An Emirati financial firm is planning to invest at least $30 billion in a new climate fund in partnership with some of the biggest names in North American finance, according to three people familiar with the plans.
The move comes as the United Arab Emirates, this year’s host of the annual United Nations climate talks that opened in Dubai on Thursday, is under pressure to prove it is committed to tackling global warming despite the fact that its economy is based on oil production.
Lunate Capital, a new financial firm overseen by the Abu Dhabi royal family, was started just months ago with at least $50 billion in assets.
On Friday, Lunate is expected to announce it will set up the new climate fund with a handful of prominent asset managers including TPG, BlackRock and Brookfield Asset Management, the three people said.
Lunate and BlackRock did not immediately reply to requests for comment. TPG and Brookfield declined to comment.

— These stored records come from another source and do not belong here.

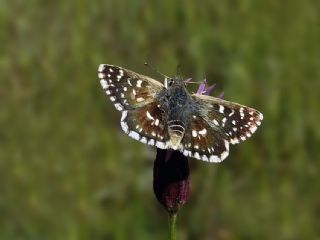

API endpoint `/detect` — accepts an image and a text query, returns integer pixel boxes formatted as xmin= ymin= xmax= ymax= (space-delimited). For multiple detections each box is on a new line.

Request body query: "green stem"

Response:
xmin=169 ymin=213 xmax=177 ymax=240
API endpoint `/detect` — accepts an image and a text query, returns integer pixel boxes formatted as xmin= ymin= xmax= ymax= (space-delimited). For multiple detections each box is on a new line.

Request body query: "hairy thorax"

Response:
xmin=167 ymin=86 xmax=190 ymax=149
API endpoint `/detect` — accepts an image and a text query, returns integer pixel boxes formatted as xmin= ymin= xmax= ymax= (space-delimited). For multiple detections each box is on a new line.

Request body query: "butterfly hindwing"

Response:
xmin=181 ymin=115 xmax=229 ymax=162
xmin=193 ymin=94 xmax=263 ymax=144
xmin=121 ymin=101 xmax=169 ymax=149
xmin=98 ymin=64 xmax=164 ymax=111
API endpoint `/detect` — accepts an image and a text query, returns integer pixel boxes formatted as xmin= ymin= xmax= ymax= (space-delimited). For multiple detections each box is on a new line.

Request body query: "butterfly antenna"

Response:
xmin=144 ymin=62 xmax=171 ymax=79
xmin=184 ymin=81 xmax=201 ymax=84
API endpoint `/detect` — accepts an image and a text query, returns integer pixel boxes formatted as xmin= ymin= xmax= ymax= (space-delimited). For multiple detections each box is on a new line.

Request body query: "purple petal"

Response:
xmin=197 ymin=79 xmax=207 ymax=94
xmin=204 ymin=84 xmax=216 ymax=95
xmin=217 ymin=92 xmax=224 ymax=99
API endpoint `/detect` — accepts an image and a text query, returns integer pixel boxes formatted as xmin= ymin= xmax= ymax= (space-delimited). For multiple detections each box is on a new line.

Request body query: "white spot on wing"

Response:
xmin=146 ymin=111 xmax=154 ymax=120
xmin=199 ymin=128 xmax=207 ymax=135
xmin=100 ymin=79 xmax=109 ymax=89
xmin=129 ymin=131 xmax=140 ymax=140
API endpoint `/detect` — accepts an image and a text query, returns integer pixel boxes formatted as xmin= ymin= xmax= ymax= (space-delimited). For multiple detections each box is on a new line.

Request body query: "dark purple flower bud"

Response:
xmin=153 ymin=148 xmax=189 ymax=213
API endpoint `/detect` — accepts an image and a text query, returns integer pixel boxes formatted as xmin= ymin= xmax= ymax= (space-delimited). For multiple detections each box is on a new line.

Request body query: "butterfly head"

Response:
xmin=164 ymin=75 xmax=186 ymax=88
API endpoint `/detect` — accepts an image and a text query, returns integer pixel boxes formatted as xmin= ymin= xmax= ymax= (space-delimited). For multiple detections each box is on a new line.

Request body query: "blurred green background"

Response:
xmin=0 ymin=0 xmax=320 ymax=240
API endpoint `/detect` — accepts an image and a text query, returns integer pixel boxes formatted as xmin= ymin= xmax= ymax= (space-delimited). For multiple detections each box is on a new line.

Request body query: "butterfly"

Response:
xmin=98 ymin=64 xmax=263 ymax=162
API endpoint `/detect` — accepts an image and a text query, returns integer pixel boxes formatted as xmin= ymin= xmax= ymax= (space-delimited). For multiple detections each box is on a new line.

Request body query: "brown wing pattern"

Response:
xmin=181 ymin=115 xmax=229 ymax=162
xmin=121 ymin=101 xmax=169 ymax=149
xmin=193 ymin=94 xmax=263 ymax=144
xmin=98 ymin=64 xmax=164 ymax=111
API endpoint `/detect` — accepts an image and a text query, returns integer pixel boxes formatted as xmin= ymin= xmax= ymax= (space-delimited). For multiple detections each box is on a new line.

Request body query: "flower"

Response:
xmin=153 ymin=79 xmax=223 ymax=214
xmin=153 ymin=148 xmax=189 ymax=214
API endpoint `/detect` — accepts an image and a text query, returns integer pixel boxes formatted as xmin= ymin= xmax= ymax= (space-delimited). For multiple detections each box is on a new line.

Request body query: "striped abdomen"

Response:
xmin=168 ymin=120 xmax=185 ymax=149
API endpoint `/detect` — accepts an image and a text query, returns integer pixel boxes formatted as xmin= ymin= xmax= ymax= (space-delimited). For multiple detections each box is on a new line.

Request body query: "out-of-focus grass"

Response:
xmin=0 ymin=0 xmax=320 ymax=239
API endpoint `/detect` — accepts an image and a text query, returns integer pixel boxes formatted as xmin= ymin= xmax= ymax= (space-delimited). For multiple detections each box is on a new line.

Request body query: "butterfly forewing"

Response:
xmin=98 ymin=64 xmax=164 ymax=111
xmin=98 ymin=64 xmax=263 ymax=162
xmin=121 ymin=101 xmax=169 ymax=149
xmin=193 ymin=94 xmax=263 ymax=144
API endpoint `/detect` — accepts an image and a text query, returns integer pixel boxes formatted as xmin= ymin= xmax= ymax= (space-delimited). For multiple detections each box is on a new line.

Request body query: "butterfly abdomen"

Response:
xmin=168 ymin=120 xmax=185 ymax=149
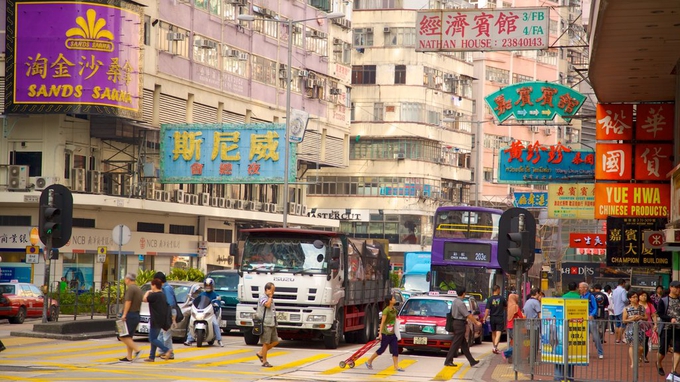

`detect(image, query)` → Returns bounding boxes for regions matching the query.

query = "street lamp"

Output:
[236,12,345,228]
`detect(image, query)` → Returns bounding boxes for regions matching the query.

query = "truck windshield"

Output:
[242,238,328,274]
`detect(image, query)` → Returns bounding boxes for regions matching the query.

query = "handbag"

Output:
[253,307,267,336]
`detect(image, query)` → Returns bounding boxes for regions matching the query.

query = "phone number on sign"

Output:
[502,37,545,48]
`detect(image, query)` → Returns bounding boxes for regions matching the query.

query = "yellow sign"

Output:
[28,227,40,245]
[548,183,595,219]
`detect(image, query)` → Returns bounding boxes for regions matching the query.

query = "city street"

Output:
[0,320,500,381]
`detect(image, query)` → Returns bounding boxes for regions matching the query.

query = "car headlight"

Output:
[239,312,255,320]
[307,314,326,322]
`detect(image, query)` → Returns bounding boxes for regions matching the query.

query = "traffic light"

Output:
[38,184,73,248]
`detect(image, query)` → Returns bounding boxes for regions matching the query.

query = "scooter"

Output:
[188,296,222,348]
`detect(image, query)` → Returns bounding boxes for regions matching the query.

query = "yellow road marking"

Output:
[196,351,290,367]
[372,359,418,378]
[267,353,330,371]
[321,357,368,375]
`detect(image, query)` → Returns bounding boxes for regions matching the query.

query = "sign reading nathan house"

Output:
[5,0,142,118]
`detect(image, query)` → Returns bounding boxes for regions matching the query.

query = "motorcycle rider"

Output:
[184,277,224,347]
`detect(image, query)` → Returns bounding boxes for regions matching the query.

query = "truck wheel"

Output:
[196,329,205,348]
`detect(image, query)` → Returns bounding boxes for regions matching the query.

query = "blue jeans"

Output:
[149,326,170,359]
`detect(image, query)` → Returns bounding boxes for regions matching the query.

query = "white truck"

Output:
[231,228,391,349]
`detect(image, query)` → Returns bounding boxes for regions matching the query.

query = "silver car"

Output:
[135,281,203,342]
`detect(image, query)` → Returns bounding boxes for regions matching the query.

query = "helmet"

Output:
[203,277,215,292]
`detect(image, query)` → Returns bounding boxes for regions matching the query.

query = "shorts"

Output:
[376,334,399,357]
[260,326,279,344]
[120,312,139,338]
[489,317,505,332]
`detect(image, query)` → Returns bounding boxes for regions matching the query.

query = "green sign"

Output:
[484,81,586,122]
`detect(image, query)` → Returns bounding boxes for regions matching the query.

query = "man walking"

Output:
[578,282,604,359]
[656,281,680,375]
[484,285,508,354]
[444,286,481,367]
[612,279,628,344]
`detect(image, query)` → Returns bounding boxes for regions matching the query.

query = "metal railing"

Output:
[512,319,668,382]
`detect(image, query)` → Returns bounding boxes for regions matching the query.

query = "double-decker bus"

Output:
[430,206,504,314]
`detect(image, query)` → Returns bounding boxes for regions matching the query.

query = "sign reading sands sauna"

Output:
[5,0,143,119]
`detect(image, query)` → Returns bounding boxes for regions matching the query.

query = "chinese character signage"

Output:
[569,232,607,249]
[595,183,671,219]
[607,217,672,268]
[548,183,595,219]
[498,141,595,183]
[5,0,143,119]
[160,124,297,183]
[416,8,550,52]
[515,192,548,208]
[484,81,586,122]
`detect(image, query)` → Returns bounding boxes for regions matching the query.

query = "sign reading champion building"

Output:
[5,0,143,118]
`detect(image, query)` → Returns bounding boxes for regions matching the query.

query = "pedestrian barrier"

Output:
[511,319,668,382]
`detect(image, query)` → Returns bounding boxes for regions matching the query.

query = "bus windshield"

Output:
[241,238,329,274]
[434,209,501,240]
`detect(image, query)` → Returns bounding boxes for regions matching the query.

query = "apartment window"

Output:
[394,65,406,84]
[158,22,190,58]
[373,102,385,121]
[385,27,416,46]
[352,28,373,48]
[352,65,375,85]
[252,55,278,86]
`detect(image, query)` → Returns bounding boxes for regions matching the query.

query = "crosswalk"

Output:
[0,337,478,381]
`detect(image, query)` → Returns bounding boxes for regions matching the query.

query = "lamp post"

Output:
[237,12,345,228]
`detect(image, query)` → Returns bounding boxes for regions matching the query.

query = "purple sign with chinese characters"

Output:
[6,1,142,118]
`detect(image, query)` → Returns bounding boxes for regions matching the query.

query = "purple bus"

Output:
[430,206,504,331]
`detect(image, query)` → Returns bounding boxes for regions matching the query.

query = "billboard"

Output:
[5,0,143,119]
[498,140,595,183]
[160,123,297,184]
[416,8,550,52]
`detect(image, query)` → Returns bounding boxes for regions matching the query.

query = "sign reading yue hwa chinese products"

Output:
[160,123,297,183]
[515,192,548,208]
[548,183,595,219]
[607,217,673,268]
[416,8,550,52]
[5,0,143,118]
[484,81,586,122]
[595,182,671,219]
[498,141,595,183]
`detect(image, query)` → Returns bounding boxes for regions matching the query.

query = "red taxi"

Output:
[0,282,59,324]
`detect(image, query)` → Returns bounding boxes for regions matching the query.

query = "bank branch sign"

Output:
[416,8,550,52]
[5,0,143,118]
[484,81,586,122]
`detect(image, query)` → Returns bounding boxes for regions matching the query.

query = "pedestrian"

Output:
[119,273,144,362]
[444,286,482,367]
[153,272,175,359]
[578,282,605,359]
[656,281,680,376]
[484,285,508,354]
[502,293,524,362]
[623,291,647,368]
[255,282,279,367]
[612,279,628,344]
[638,291,659,363]
[144,278,170,362]
[366,295,404,371]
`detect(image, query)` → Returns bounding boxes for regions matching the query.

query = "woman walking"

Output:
[639,291,658,363]
[623,291,647,368]
[501,293,524,361]
[144,278,170,362]
[366,295,404,371]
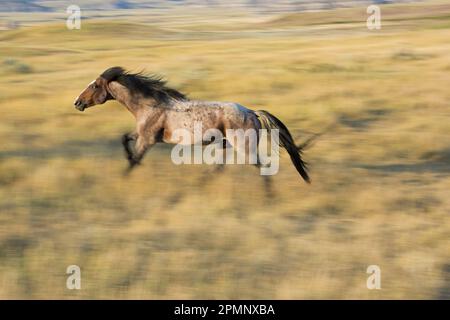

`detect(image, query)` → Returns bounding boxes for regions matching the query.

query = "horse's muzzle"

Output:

It was not yet clear what kinds of projects or companies the funds would invest in. But at least 20 percent of the funds, would be earmarked for projects in the developing world, where it is especially difficult to finance clean energy projects because interest rates are high and lenders shy away from what they perceive as risky investments.

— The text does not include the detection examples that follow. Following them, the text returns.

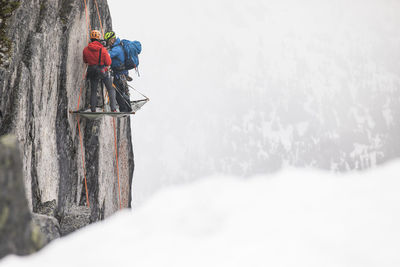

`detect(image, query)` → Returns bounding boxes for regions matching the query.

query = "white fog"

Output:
[109,0,400,205]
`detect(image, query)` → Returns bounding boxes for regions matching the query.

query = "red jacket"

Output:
[83,41,111,66]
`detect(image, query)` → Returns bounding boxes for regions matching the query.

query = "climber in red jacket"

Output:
[83,30,117,112]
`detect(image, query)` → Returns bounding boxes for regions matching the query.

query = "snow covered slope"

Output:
[110,0,400,205]
[1,162,400,267]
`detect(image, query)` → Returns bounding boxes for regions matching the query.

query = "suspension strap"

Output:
[128,84,150,100]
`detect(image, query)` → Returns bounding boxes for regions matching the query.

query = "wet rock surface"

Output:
[0,135,45,258]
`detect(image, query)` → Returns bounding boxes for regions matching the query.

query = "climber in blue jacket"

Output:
[104,31,141,112]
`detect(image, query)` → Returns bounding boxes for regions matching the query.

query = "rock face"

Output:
[0,0,134,255]
[0,136,44,258]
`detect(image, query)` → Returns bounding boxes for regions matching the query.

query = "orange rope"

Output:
[94,0,104,38]
[83,0,91,43]
[78,118,90,208]
[94,0,122,209]
[112,118,122,209]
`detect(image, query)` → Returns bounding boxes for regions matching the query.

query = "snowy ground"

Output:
[109,0,400,205]
[0,162,400,267]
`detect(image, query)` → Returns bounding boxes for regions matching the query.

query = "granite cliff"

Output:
[0,0,134,257]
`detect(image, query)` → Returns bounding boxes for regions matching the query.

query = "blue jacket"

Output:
[108,38,125,70]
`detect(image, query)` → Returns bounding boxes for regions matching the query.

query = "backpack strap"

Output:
[119,41,137,69]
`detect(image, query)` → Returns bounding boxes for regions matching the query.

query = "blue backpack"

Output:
[120,39,142,70]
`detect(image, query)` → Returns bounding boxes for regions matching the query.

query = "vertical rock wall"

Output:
[0,0,134,232]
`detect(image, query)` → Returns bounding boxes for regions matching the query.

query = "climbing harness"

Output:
[70,0,149,209]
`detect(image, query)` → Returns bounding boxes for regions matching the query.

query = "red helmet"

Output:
[90,30,101,40]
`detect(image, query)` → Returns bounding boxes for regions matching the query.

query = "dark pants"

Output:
[114,75,132,112]
[86,65,117,112]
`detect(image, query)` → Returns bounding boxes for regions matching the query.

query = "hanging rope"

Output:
[78,118,90,208]
[128,84,150,100]
[83,0,92,43]
[112,118,122,209]
[94,0,104,38]
[94,0,122,209]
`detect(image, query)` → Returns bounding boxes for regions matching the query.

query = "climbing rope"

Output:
[83,0,92,43]
[77,0,122,209]
[78,118,90,208]
[112,118,122,209]
[94,0,104,38]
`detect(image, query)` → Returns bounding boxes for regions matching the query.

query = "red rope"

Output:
[112,118,122,209]
[94,0,104,38]
[78,118,90,208]
[83,0,91,43]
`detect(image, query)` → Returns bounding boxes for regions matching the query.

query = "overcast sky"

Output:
[109,0,400,207]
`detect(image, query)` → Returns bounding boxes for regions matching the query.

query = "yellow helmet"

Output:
[90,30,101,40]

While the U.A.E. is one of the biggest oil producers in the world, it is also investing heavily in renewable energy. The head of the U.A.E.’s state oil company, Sultan al Jaber, is also the president of the United Nations climate conference, known as COP28.
Lunate is affiliated with Chimera Investment, one piece of the sprawling business empire affiliated with Abu Dhabi’s ruling family. It is overseen by Sheikh Tahnoon bin Zayed Al Nahyan, a brother of the United Arab Emirates’ leader, Mohammed bin Zayed Al Nahyan.
While the $30billion is a significant sum, it represents just a fraction of the capital experts say is needed to help nations slow down climate change and adapt to a rapidly warming world.
Indeed, the amount of money needed to shift the world away from fossil fuels and build out a clean economy is staggeringly huge — some $3.8 trillion per year just in the next few years, according to BCG, and many trillions more after that. Just a fraction of that need is currently being met.
Yet with each passing month, more asset managers around the globe are pouring money into investments aimed at reducing planet-warming emissions from the burning of oil, gas and coal.
Just last year, TPG raised $7.3 billion for a climate fund, BlackRock raised more than $4 billion for a climate-focused infrastructure fund, and Brookfield raised a $15 billion climate fund.